Abdullah, who is currently visiting Japan, added that “More and more countries in the region will now believe that the only way to get Israel to listen is through force and not negotiations. Israel will have to take a significant step in the right direction that will lead to calm in the region.”
The Jordanian king stressed that the Israeli-Palestinian conflict remains the main source of Mideast tension. “Until we deal with this issue, which can be easily resolved, the Middle East will be forever cursed, as will the entire Muslim world,” he said.
Abdallah said that in light of the current situation Israel must decide whether or not it wishes to remain isolated.
“The Arab countries are very interested in moving the peace process along, and this conveys a message to the Israelis: If we advance the peace process and implement a two-state solution, all the Arab and Muslim countries will agree to establish (diplomatic) relations with Israel,” he said.
'Must change policy in Middle East'During the Interview Abdullah warned of the rise in extremism in the Middle East, which, according to him, may lead to the weakening of the peace camp and the moderate elements.
“Therefore, we must change the policy in the Middle East, or else people will only here extremist views,” he said. “In the past, there were 8 to 10 year intervals between conflicts, but now this has dropped to 10 to 12 months, and may I remind you that we are expecting three civil wars in 2007 (in the Palestinian Authority, Iraq and Lebanon).
Turning his attention to the Iranian threat, the Jordanian king said, “There is no doubt that Iran is a major player in the region and should be incorporated into the process.

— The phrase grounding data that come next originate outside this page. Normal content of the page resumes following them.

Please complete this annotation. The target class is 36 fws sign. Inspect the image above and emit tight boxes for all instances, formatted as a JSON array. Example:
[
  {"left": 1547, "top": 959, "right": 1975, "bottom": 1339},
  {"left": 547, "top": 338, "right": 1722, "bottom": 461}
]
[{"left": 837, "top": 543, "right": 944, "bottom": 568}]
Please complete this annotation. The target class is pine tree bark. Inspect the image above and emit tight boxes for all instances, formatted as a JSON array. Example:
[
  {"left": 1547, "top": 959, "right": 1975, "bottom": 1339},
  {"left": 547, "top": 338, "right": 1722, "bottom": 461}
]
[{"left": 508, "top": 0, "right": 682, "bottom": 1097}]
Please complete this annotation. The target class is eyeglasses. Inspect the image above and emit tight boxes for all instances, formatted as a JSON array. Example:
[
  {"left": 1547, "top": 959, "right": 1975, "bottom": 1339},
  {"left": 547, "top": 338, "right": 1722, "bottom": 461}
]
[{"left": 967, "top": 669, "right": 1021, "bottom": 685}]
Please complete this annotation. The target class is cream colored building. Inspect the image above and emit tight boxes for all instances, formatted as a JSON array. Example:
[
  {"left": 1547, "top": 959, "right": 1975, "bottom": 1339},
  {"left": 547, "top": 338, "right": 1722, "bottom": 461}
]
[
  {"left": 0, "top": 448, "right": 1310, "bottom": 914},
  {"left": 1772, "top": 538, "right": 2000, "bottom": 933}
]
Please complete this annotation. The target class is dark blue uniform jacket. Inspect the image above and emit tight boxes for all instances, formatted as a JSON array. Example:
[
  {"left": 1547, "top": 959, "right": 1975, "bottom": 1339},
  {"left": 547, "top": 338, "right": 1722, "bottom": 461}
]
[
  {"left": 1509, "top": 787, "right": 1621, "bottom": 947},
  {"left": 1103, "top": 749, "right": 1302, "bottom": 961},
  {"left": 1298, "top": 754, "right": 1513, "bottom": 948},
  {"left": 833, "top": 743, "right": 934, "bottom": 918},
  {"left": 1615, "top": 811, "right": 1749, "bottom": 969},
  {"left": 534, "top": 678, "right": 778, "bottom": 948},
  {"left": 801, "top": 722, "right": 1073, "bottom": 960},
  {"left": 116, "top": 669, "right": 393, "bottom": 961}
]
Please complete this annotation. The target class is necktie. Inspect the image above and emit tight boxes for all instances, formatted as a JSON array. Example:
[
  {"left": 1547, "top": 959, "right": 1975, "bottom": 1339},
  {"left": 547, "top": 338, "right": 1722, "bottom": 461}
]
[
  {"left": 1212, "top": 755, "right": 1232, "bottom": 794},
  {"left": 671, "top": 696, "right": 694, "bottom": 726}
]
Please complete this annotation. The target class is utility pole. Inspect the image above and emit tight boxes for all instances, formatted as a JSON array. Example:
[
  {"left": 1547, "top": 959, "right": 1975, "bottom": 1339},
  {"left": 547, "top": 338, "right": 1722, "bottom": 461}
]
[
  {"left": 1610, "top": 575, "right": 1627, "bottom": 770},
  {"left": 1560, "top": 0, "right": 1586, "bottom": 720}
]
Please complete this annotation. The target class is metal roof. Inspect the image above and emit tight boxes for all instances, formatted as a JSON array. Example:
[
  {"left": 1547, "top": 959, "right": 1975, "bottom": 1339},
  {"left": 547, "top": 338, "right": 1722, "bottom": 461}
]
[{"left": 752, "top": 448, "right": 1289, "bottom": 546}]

“If we advance the process in one arena, we will be able to do the same in other arenas as well,” he said. “Today the Arab street is drawn more the extremists and extremist rhetoric and less to moderates speaking of peace and co-existence.”
Abdullah summed up the interview by saying that the only way to fight the radicalization in the region is through education.
"The next step is to get to the streets, the schools, the homes. This is not a process that could take place over night. In certain places this process could take 15-20 years, but eventually the moderate majority must decide – does it want to sit quietly, or does it plan to act against the horrible crimes committed in the name of religion?"